(Reuters) - The Indian rupee will remain at its current level three months from now and gain only marginally by the end of February 2024, barely recouping any of its losses from last year, a Reuters poll of foreign exchange strategists found.
The rupee has steadied after falling more than 10% in 2022, when it was one of the worst performing Asian currencies. It is expected to trade at 82.54 per dollar at the end of May, according to the median forecast in a Feb. 28-March 2 Reuters survey of 34 respondents.
In the near-term, much will depend on interest rate differentials, mainly driven by the U.S. dollar.

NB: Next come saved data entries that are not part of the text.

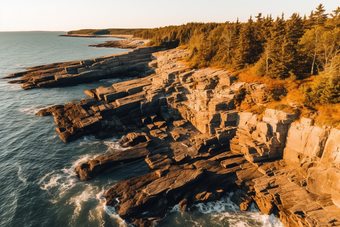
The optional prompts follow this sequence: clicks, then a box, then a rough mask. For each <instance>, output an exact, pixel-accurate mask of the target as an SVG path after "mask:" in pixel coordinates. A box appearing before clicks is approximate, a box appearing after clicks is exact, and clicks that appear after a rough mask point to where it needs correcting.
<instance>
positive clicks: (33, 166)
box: [0, 32, 280, 227]
mask: <svg viewBox="0 0 340 227" xmlns="http://www.w3.org/2000/svg"><path fill="white" fill-rule="evenodd" d="M59 34H61V33H57V32H18V33H0V78H2V77H4V76H6V75H8V74H10V73H14V72H18V71H22V70H24V69H25V68H26V67H29V66H35V65H41V64H48V63H54V62H63V61H72V60H80V59H88V58H94V57H99V56H104V55H111V54H116V53H120V52H125V51H127V50H120V49H115V48H94V47H87V46H88V45H90V44H97V43H101V42H104V41H108V40H113V38H73V37H59V36H58V35H59ZM6 81H7V80H3V79H0V170H1V174H0V182H1V183H0V192H1V193H0V226H2V227H9V226H27V227H28V226H49V227H53V226H56V227H57V226H58V227H59V226H77V227H78V226H79V227H80V226H126V223H125V222H124V221H122V220H121V219H120V218H119V217H118V216H117V215H116V214H115V212H114V210H113V209H112V208H110V207H105V205H104V203H105V200H104V198H103V194H104V192H105V191H106V190H107V189H109V188H110V187H112V186H113V185H114V184H115V183H117V182H118V181H121V180H124V179H128V178H131V177H134V176H137V175H141V174H145V173H147V172H148V168H147V166H146V164H144V163H141V164H136V163H134V164H130V165H127V166H124V168H117V169H116V170H115V171H112V172H110V173H106V174H104V175H102V176H99V177H97V178H96V179H95V180H92V181H87V182H84V181H80V180H79V179H78V178H77V177H76V175H75V173H74V169H75V167H76V166H77V165H78V164H80V163H82V162H83V161H86V160H89V159H92V158H94V157H97V156H100V155H105V154H109V153H112V152H115V151H117V150H118V149H121V148H120V147H119V146H118V145H117V143H116V141H117V140H118V139H119V138H111V139H107V140H104V141H103V140H97V139H95V138H93V137H84V138H81V139H79V140H77V141H74V142H71V143H67V144H65V143H63V142H62V141H61V140H60V139H59V137H58V135H57V132H56V131H55V127H56V125H55V123H54V121H53V118H52V117H39V116H36V115H35V112H36V111H37V110H39V109H40V108H43V107H46V106H49V105H54V104H64V103H67V102H70V101H73V100H80V99H82V98H87V96H86V95H85V94H84V90H86V89H90V88H96V87H98V86H110V85H111V84H112V83H115V82H117V81H119V80H118V79H116V80H114V79H111V80H102V81H99V82H95V83H91V84H85V85H78V86H75V87H66V88H50V89H32V90H26V91H24V90H21V88H20V85H13V84H7V83H6ZM198 208H199V209H198V211H195V212H190V213H181V212H180V211H179V210H178V207H177V206H176V207H174V208H173V210H172V212H170V213H169V214H168V215H167V217H166V218H165V220H163V221H161V222H159V223H158V224H157V226H280V224H279V223H278V222H277V220H276V219H275V218H273V217H271V216H266V215H262V214H260V213H259V212H258V211H257V210H256V209H255V208H253V210H252V212H240V211H239V210H238V208H237V207H236V206H235V205H234V204H233V203H231V202H230V201H229V199H228V198H224V199H222V200H220V201H217V202H215V203H209V204H199V206H198Z"/></svg>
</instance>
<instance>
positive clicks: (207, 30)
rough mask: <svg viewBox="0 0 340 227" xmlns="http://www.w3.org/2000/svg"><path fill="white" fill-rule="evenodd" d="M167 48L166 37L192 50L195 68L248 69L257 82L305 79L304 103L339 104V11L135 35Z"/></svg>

The Reserve Bank of India (RBI) is nearing the end of its tightening campaign with one last 25 basis point hike expected in April to take its main interest rate to 6.75%.
The U.S. Federal Reserve, however, is expected to continue raising rates at least into the middle of the year to tame sticky inflation.
"The dollar is strengthening once again, and if the Fed continues hiking it will definitely be beneficial for the dollar and there will be pressure on the rupee," said Aditi Gupta, an economist at Bank of Baroda.
"We are also expecting some slowdown in (India's) goods exports because of growth slowing in the West," she added.
Although India's merchandise trade deficit narrowed in January, this was because both imports and exports shrank.
The cumulative trade deficit during April-January remained higher than its year-ago level, which may further weaken the rupee. Foreign portfolio investment outflows rose to a 7-month high in January as China reopened.
More than one-third of poll respondents, 12 of 34, said the rupee will slide to 83.00 per dollar or weaker by the end of May, with seven respondents predicting a new lifetime low.
Only seven respondents answered an additional question on the weakest rate the rupee will fall to over the next three months, with just three predicting 84.00 or lower.
The currency could edge back to 81.50 a year from now, a gain of just over 1%, the poll showed, far from recovering an almost 9% drop since the end of February last year when it stood at 75.34.
The RBI likely intervened to shore up the rupee after it hit an historic low of 83.26 in October last year, with foreign exchange reserves dropping to a more than 2-year low of $524.52 billion.
Market participants believe the central bank has continued intervening in the past month and will continue to do so, with reserves hitting an 11-week low of $561.27 billion in mid-February.
"Currently, the RBI is protecting the 83 level, but it would be very difficult going ahead," said Tarun Sangtani at Vadilal Forex, one of the most accurate forecasters on Asian currencies last year according to StarMine SmartEstimate calculations.
"At a certain point of time they will be out of the market and then the rupee will depreciate once again."